Let $I=\underset{0}{\overset{\pi }{\int }}\frac{\pi \sin x}{1+\sin x}dx=2\pi \underset{0}{\overset{\frac{\pi }{2}}{\int }}\frac{\sin x}{1+\sin x}dx=2\pi \underset{0}{\overset{\frac{\pi }{2}}{\int }}\frac{\cos x}{1+\cos x}dx$ (Using king property)

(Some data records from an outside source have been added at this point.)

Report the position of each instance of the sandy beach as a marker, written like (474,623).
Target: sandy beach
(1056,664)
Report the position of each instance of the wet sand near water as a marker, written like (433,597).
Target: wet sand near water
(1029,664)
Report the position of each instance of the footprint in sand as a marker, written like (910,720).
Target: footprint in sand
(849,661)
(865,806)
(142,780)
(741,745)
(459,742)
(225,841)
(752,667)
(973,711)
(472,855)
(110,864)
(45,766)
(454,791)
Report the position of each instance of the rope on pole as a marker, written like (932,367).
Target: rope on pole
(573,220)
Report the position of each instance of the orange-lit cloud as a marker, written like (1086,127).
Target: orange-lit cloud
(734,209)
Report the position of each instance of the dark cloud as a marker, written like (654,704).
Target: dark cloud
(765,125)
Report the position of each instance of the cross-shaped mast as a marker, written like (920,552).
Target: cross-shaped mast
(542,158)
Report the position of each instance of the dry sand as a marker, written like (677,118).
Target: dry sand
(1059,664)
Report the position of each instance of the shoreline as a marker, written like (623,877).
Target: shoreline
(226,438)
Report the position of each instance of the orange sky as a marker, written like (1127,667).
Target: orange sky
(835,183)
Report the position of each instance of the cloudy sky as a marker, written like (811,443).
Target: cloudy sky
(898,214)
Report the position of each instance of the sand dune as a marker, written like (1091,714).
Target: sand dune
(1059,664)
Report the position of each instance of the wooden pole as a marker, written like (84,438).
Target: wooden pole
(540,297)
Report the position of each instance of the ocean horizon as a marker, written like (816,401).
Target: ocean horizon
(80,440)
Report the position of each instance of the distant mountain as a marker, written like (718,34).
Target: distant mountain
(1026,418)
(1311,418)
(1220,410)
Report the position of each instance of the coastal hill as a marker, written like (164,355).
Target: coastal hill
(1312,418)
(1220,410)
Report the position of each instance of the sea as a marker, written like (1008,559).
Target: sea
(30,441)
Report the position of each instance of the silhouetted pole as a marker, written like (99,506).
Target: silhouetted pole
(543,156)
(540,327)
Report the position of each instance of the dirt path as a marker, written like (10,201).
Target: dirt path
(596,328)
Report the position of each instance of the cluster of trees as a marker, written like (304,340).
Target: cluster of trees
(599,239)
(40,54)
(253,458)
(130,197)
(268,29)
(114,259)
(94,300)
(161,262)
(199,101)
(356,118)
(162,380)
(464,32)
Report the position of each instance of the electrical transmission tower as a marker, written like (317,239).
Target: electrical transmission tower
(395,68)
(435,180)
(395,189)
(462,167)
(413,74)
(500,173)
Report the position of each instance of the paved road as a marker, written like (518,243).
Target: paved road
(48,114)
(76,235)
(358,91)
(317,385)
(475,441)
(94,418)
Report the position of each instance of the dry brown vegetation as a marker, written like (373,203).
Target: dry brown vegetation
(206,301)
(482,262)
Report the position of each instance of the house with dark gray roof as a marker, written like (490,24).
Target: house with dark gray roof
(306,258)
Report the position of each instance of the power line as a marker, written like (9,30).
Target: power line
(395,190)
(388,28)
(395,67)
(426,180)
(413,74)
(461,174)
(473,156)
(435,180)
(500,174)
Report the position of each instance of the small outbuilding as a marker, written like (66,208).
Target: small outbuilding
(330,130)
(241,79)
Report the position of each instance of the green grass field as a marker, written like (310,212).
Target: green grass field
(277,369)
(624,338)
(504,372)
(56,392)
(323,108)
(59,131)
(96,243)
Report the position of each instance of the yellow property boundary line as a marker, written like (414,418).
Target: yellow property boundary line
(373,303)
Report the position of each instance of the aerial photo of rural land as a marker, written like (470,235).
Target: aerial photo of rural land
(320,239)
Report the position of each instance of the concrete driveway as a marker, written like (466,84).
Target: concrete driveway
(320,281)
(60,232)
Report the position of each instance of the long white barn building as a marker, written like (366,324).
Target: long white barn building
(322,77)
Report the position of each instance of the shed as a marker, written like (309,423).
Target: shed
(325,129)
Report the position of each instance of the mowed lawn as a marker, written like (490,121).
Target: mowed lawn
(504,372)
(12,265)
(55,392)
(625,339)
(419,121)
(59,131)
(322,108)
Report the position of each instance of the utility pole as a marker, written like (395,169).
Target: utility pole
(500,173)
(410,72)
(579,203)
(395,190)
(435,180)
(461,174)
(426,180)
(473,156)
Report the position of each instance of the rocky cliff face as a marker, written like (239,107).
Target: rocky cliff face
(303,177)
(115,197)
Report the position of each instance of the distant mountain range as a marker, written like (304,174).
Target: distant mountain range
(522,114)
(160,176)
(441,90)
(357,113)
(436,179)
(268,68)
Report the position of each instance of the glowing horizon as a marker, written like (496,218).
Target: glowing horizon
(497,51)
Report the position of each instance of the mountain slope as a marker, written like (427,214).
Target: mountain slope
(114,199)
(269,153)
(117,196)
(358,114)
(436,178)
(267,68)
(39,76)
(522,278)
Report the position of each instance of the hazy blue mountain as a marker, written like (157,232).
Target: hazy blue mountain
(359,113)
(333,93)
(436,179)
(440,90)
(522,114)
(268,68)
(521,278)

$\therefore I=2\pi \underset{0}{\overset{\frac{\pi }{2}}{\int }}\frac{(1+\cos x)-1}{1+\cos x}dx=2\pi \underset{0}{\overset{\frac{\pi }{2}}{\int }}\left(1-\frac{1}{2{\cos }^2\frac{x}{2}}\right)dx$
$=2\pi \underset{0}{\overset{\frac{\pi }{2}}{\int }}\left(1-\frac{1}{2}{\sec }^2\frac{x}{2}\right)dx=2\pi {\left(x-\tan \frac{x}{2}\right)}_0^{\frac{\pi }{2}}=2\pi \left(\frac{\pi }{2}-1\right)=\pi (\pi -2)$.